When the U.S. Supreme Court last spring struck the Professional and Amateur Sports Protection Act – the law that barred most states from allowing sports betting – the floodgates opened and everyone seeking to profit from legalized sports gaming staked out their turf. Five states have already passed laws to allow sports betting and 18 others will soon follow suit. The most recent state to open its doors to legalized sports wagering, West Virginia, even plans to allow online sports wagering.

Sports pundits say the big winners will be the states (increased tax revenues) and casino owners (the “house always wins”).

But doesn’t the high court’s ruling present an almost perfect opportunity for cybercrime? In sports betting, there’s already plenty of dough on the line.

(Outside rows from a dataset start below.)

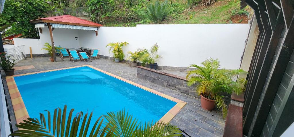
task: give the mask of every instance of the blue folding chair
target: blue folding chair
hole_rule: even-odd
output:
[[[86,60],[90,60],[90,61],[92,61],[92,60],[91,60],[91,59],[90,57],[89,57],[89,56],[88,56],[88,55],[87,55],[87,53],[85,52],[80,52],[80,54],[81,55],[81,56],[83,58],[83,59],[84,60],[84,61],[85,62],[89,62],[90,61],[86,61]]]
[[[76,50],[69,50],[69,53],[71,54],[71,59],[72,60],[73,62],[76,62],[74,61],[74,60],[80,60],[80,62],[81,62],[81,57],[78,56],[78,52],[76,52]]]
[[[68,57],[69,58],[70,58],[70,57],[69,57],[69,54],[67,52],[67,51],[65,48],[61,48],[61,49],[60,50],[60,52],[61,54],[61,55],[60,57],[62,58],[63,60],[64,58],[64,57]]]
[[[90,57],[95,58],[95,60],[96,60],[96,59],[97,58],[97,57],[98,57],[98,58],[99,58],[99,55],[98,54],[98,52],[99,50],[97,49],[93,50],[92,55],[90,56]]]

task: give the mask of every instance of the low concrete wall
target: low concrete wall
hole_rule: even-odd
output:
[[[189,87],[186,78],[141,66],[137,66],[137,77],[186,95],[200,98],[195,90],[196,85]]]

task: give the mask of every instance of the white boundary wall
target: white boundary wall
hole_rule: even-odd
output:
[[[149,49],[157,43],[160,47],[158,53],[163,57],[158,62],[158,65],[186,67],[192,64],[200,65],[211,57],[218,58],[222,67],[233,69],[240,67],[249,25],[226,24],[101,27],[98,29],[98,36],[93,31],[56,28],[53,33],[56,46],[99,49],[99,54],[112,56],[112,54],[108,52],[108,49],[105,48],[110,42],[128,42],[129,45],[123,48],[126,54],[138,48]],[[37,51],[45,43],[51,43],[47,28],[45,26],[42,31],[40,34],[40,44],[32,46],[33,54],[39,54]],[[36,41],[31,42],[38,43]],[[17,42],[15,43],[18,44]],[[26,50],[26,53],[29,52]]]

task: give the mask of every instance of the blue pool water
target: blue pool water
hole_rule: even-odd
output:
[[[93,119],[125,109],[139,121],[154,121],[176,104],[88,67],[14,78],[30,117],[38,119],[39,113],[53,115],[66,104],[67,114],[93,110]]]

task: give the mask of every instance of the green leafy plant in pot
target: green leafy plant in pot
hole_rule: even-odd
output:
[[[146,48],[140,50],[141,51],[139,53],[141,57],[140,60],[142,62],[142,66],[145,66],[146,64],[149,65],[150,68],[156,70],[157,63],[155,63],[158,61],[159,58],[162,57],[157,54],[157,52],[159,47],[157,43],[154,44],[149,50]]]
[[[122,47],[123,46],[126,46],[128,43],[124,42],[123,42],[116,43],[108,43],[105,48],[109,47],[108,51],[109,53],[113,53],[113,57],[114,58],[114,61],[115,62],[119,62],[120,61],[123,60],[125,57],[125,54],[123,54],[123,51]]]
[[[55,52],[53,51],[52,49],[52,46],[49,43],[45,43],[45,44],[44,45],[44,46],[46,47],[42,48],[41,49],[46,50],[48,51],[48,53],[50,55],[50,56],[51,57],[50,58],[50,60],[51,62],[53,62],[54,61],[53,53],[55,53]],[[61,48],[59,47],[55,47],[55,50],[60,50]]]
[[[221,109],[224,117],[228,113],[225,100],[225,94],[234,92],[238,94],[245,90],[247,81],[243,78],[236,80],[239,73],[247,73],[243,70],[220,69],[218,60],[211,58],[201,63],[203,66],[193,64],[190,67],[196,68],[188,71],[186,77],[188,86],[197,84],[196,90],[201,97],[201,106],[205,109],[211,111],[216,105]]]
[[[136,67],[137,66],[138,62],[137,60],[139,59],[141,56],[140,53],[141,51],[140,51],[139,49],[136,51],[134,51],[134,52],[132,52],[131,51],[129,51],[128,52],[128,56],[127,57],[126,59],[130,61],[130,64],[131,67]]]
[[[14,69],[12,68],[14,66],[15,60],[11,59],[10,56],[7,56],[7,58],[6,58],[5,56],[6,54],[4,52],[0,53],[1,62],[0,66],[2,67],[6,76],[13,76],[14,75]]]

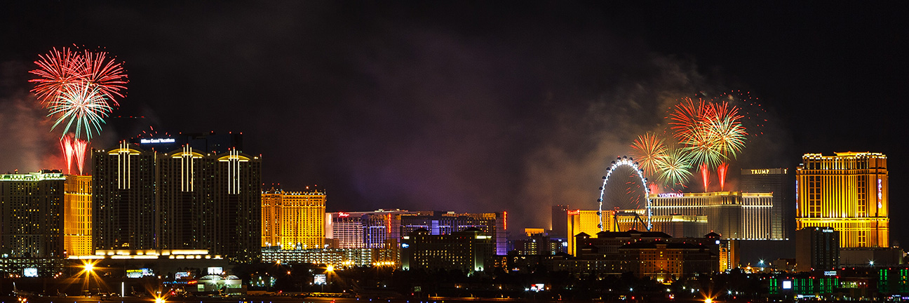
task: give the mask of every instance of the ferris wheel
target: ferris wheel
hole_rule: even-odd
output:
[[[605,206],[609,207],[607,211],[615,212],[614,219],[617,220],[617,216],[634,216],[649,231],[653,227],[649,195],[647,178],[644,177],[644,170],[634,159],[627,156],[616,157],[606,170],[606,176],[603,177],[600,198],[596,200],[599,204],[596,214],[600,217],[600,230],[604,230],[603,207]],[[641,211],[645,218],[641,217]]]

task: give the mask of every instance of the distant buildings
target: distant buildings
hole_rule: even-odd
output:
[[[324,248],[325,192],[262,193],[262,247],[282,249]]]
[[[771,238],[773,195],[734,191],[651,194],[654,216],[706,216],[707,228],[723,238]]]
[[[553,206],[553,218],[552,226],[549,227],[549,236],[552,237],[569,237],[572,235],[568,235],[568,206],[567,205],[554,205]]]
[[[67,229],[65,183],[59,170],[0,175],[0,271],[25,268],[48,277],[63,268]]]
[[[795,232],[795,181],[789,168],[743,168],[739,189],[772,193],[770,238],[786,239]]]
[[[326,242],[333,248],[393,248],[401,240],[401,209],[326,213]]]
[[[64,249],[89,256],[92,247],[92,177],[66,175],[64,184]]]
[[[64,184],[59,170],[0,175],[0,254],[64,258]]]
[[[405,270],[483,271],[494,256],[495,243],[492,236],[476,227],[435,235],[418,228],[405,236],[401,243],[401,268]]]
[[[587,235],[596,235],[596,233],[602,231],[601,228],[603,222],[600,221],[600,215],[597,214],[597,210],[581,210],[574,209],[567,212],[567,229],[568,229],[568,254],[576,255],[577,252],[577,243],[575,243],[576,237],[580,233],[584,233]],[[611,214],[611,212],[610,212]],[[604,220],[610,221],[612,218],[608,216],[604,216]]]
[[[829,270],[840,265],[839,231],[804,227],[795,231],[797,271]]]
[[[840,247],[890,246],[887,157],[805,154],[795,170],[796,226],[833,227]]]
[[[155,138],[160,144],[167,138]],[[159,151],[121,142],[93,150],[95,249],[208,249],[234,262],[259,259],[261,159],[190,146]]]
[[[469,228],[485,233],[493,243],[495,255],[508,253],[508,213],[455,213],[431,211],[401,215],[401,234],[408,235],[425,228],[430,235],[449,235]]]
[[[580,233],[574,241],[577,254],[554,257],[552,270],[579,276],[631,272],[667,283],[728,269],[734,255],[730,241],[719,236],[674,238],[663,232],[635,230]]]

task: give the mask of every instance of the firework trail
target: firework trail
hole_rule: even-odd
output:
[[[638,136],[631,145],[631,156],[637,159],[647,177],[656,176],[659,171],[659,162],[665,157],[665,140],[656,136],[653,132]]]
[[[729,170],[729,164],[724,163],[716,167],[716,175],[720,177],[720,191],[724,190],[726,184],[726,171]]]
[[[66,173],[69,174],[69,168],[73,167],[73,138],[69,136],[61,138],[60,149],[63,150],[63,157],[66,159]]]
[[[701,178],[704,179],[704,192],[707,192],[707,187],[710,186],[710,167],[707,167],[707,164],[702,164],[698,167],[701,170]]]
[[[73,141],[73,153],[75,154],[75,164],[79,167],[79,173],[83,172],[85,163],[85,149],[88,148],[88,141],[75,139]]]

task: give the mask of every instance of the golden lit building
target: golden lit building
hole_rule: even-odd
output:
[[[684,217],[679,219],[693,221],[690,224],[696,228],[698,217],[704,216],[707,229],[719,233],[722,238],[772,238],[772,193],[665,193],[650,194],[649,197],[654,217],[681,215]],[[688,218],[683,219],[684,217]]]
[[[612,221],[612,212],[604,213],[604,221]],[[600,216],[596,214],[596,210],[569,210],[568,211],[568,254],[575,255],[574,252],[574,236],[580,233],[585,233],[587,235],[596,235],[596,233],[603,231],[600,229]],[[605,225],[607,231],[609,231],[609,225]]]
[[[890,246],[886,156],[805,154],[795,177],[796,229],[834,227],[844,248]]]
[[[325,238],[325,192],[262,193],[262,246],[282,249],[322,248]]]
[[[64,183],[64,249],[69,256],[94,255],[92,177],[66,175]]]

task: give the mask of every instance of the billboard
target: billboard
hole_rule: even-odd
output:
[[[325,285],[325,274],[318,274],[313,277],[313,284]]]
[[[225,273],[224,268],[208,268],[209,275],[223,275]]]

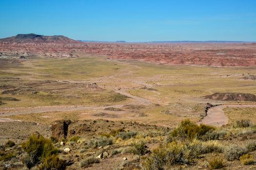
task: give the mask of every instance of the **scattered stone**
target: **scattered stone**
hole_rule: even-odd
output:
[[[69,148],[66,148],[64,149],[64,152],[65,153],[68,153],[70,151],[70,149]]]
[[[57,139],[66,138],[68,131],[68,126],[71,123],[70,120],[56,121],[52,125],[52,136]]]
[[[103,153],[103,156],[104,158],[106,158],[107,157],[107,156],[108,156],[108,153],[107,153],[107,152],[105,152]]]
[[[241,139],[241,141],[245,141],[248,139],[247,136],[244,136],[243,137],[242,137],[242,138]]]
[[[96,158],[98,159],[101,159],[103,157],[103,153],[101,153],[98,156],[97,156]]]

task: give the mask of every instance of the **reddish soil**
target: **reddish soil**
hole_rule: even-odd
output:
[[[82,53],[105,55],[110,59],[170,65],[256,66],[256,45],[253,43],[82,43],[61,38],[60,40],[55,41],[52,37],[50,41],[21,41],[21,43],[20,39],[15,41],[10,38],[3,39],[0,41],[0,58],[10,54],[72,57],[78,56],[75,53]]]

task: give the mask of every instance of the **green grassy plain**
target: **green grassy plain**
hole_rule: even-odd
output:
[[[169,66],[80,56],[75,58],[28,57],[22,62],[11,60],[2,62],[0,85],[19,90],[13,94],[0,94],[0,97],[21,101],[2,101],[5,104],[0,105],[0,109],[144,104],[119,94],[120,90],[146,99],[150,103],[140,110],[127,109],[124,117],[118,115],[115,118],[101,118],[141,122],[147,119],[153,123],[170,125],[188,118],[198,120],[204,114],[202,106],[208,102],[218,102],[203,99],[204,96],[215,92],[256,94],[255,81],[240,79],[248,74],[256,74],[254,67]],[[45,83],[48,80],[52,82]],[[86,84],[94,82],[102,89],[86,88]],[[6,90],[4,88],[1,88],[2,92]],[[32,93],[33,90],[38,93]],[[101,118],[85,115],[78,117]]]

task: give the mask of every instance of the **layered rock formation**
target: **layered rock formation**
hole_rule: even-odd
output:
[[[21,41],[22,36],[18,35],[0,40],[2,57],[9,54],[73,57],[78,56],[73,54],[77,52],[103,55],[110,59],[134,59],[169,65],[256,66],[256,45],[253,43],[83,43],[62,36],[34,34],[25,36]]]

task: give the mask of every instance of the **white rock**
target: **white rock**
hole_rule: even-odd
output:
[[[105,152],[103,154],[103,156],[104,158],[106,158],[108,155],[108,153],[107,152]]]
[[[103,156],[103,154],[101,153],[99,155],[99,156],[97,156],[96,158],[98,159],[101,159]]]
[[[70,151],[70,149],[69,148],[66,148],[64,149],[64,152],[65,153],[68,153]]]

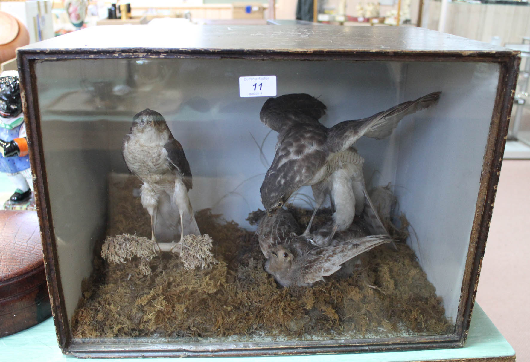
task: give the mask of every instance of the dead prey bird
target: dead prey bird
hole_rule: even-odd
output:
[[[260,113],[261,122],[278,132],[274,160],[260,190],[269,214],[282,207],[303,186],[311,186],[316,201],[303,234],[309,236],[316,211],[329,195],[334,207],[333,227],[345,230],[364,208],[367,194],[363,173],[364,159],[352,146],[363,135],[377,139],[388,137],[405,115],[436,103],[440,92],[405,102],[360,120],[344,121],[331,128],[319,122],[326,106],[308,94],[287,94],[270,98]]]
[[[127,167],[143,182],[142,204],[151,216],[153,238],[161,250],[180,252],[175,247],[184,235],[200,235],[188,196],[192,176],[182,146],[164,117],[147,108],[133,117],[122,152]]]
[[[325,247],[297,236],[299,225],[288,211],[263,216],[258,228],[260,248],[267,260],[265,270],[285,287],[311,285],[333,274],[350,259],[392,241],[388,235],[359,237],[357,231],[337,233]]]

While hard statistics vary, in the U.S. alone, sports wagering is estimated to be a $150 billion to $400 billion market, yearly. And that’s what provides the opportunity for hackers.

Teams and players are always looking for an edge on the competition. Inside information about a team – scouting reports, a team’s strategic plan or player health information – all provide insights about a team’s or player’s future performance. Hack into the database of a sports team and the information is yours.

The motive? It could be purely financial or to gain a competitive advantage. But it could also be darker, leveraging the regulated structure of legalized gaming for money laundering or using hacked information for blackmail or extortion. 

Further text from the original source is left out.